Coming late to the conversation... Just offering some Lucene
perspective
On Dec 4, 2008, at 1:36 PM, Niels Ott wrote:
What Lucene cannot do - or at least not without a lot of hacking - is
aggregating analyses as UIMA can using the CAS. Usually your knowledge
grows during an UIMA-based NLP-pipeline: you add the a token
annotation,
a lemma annotation, a POS-annotation and so on... In Lucene, you have
the classical pipeline: the output replaces the input. (Yes, by
subclassing Lucene's "Token" class, one can fiddle around the issue,
but
it is not elegant at all.)
You might find the TeeTokenFilter and SinkTokenizer interesting for
mapping/aggregating tokens/extractions out to other fields in Lucene.

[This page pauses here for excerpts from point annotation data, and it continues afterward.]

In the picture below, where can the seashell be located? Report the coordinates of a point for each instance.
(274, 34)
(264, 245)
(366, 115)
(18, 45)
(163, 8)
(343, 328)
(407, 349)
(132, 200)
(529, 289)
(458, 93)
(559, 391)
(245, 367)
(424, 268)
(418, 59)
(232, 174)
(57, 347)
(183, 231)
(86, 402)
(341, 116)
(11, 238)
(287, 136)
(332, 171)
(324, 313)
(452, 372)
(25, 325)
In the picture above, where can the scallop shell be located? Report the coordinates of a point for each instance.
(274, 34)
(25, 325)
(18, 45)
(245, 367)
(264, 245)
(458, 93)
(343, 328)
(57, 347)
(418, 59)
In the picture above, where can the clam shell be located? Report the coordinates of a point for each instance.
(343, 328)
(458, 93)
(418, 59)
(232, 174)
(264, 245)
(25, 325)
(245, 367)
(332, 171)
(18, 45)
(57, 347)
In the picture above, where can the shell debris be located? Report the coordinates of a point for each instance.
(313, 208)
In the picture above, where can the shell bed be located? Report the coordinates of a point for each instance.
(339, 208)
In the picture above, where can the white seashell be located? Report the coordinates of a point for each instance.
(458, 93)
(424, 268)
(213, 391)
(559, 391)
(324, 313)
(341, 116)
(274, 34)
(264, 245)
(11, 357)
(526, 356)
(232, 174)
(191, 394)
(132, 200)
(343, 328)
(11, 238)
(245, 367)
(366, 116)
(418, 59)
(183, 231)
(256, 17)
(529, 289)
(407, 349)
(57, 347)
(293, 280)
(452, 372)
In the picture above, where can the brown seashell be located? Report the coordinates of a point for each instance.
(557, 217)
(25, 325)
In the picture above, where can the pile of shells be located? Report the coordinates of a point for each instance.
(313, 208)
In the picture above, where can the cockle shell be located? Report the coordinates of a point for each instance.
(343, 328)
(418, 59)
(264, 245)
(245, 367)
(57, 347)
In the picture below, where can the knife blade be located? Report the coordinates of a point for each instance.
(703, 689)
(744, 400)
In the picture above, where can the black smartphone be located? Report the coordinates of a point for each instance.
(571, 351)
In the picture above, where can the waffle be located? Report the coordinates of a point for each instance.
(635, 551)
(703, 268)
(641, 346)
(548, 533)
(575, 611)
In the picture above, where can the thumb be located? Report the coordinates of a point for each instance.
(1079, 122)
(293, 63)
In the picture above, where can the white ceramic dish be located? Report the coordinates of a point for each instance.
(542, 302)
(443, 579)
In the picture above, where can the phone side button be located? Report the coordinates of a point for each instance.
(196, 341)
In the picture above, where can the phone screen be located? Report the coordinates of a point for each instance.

Also, Lucene is getting more flexible in terms of indexing and
searching. You can attach payloads to terms (i.e. byte arrays) which
can provide some crude annotation storage and https://issues.apache.org/jira/browse/LUCENE-1422
and a couple of other issues are the start of more flexibility to
add attributes that can then be indexed. We're still working on the
search side of it, but I think you will see more in the way of
flexible indexing in the coming months that should be a nice win for
UIMA + Lucene users.
What makes Lucene + UIMA interesting for me is a simple fact: I can do
all the NLP I want and be as flexible as I need in UIMA. Then I can
feed
the outcome (or rather: a small part of it) into a Lucene index.
In my special case, I'm not using a CAS Consumer, but I can imagine
other people would appreciate it in their application scenarios.
To conclude: Lucene and UIMA aren't competitors, but in some cases
having one feeding the other is what you want.
Couldn't agree more!
Cheers,
Grant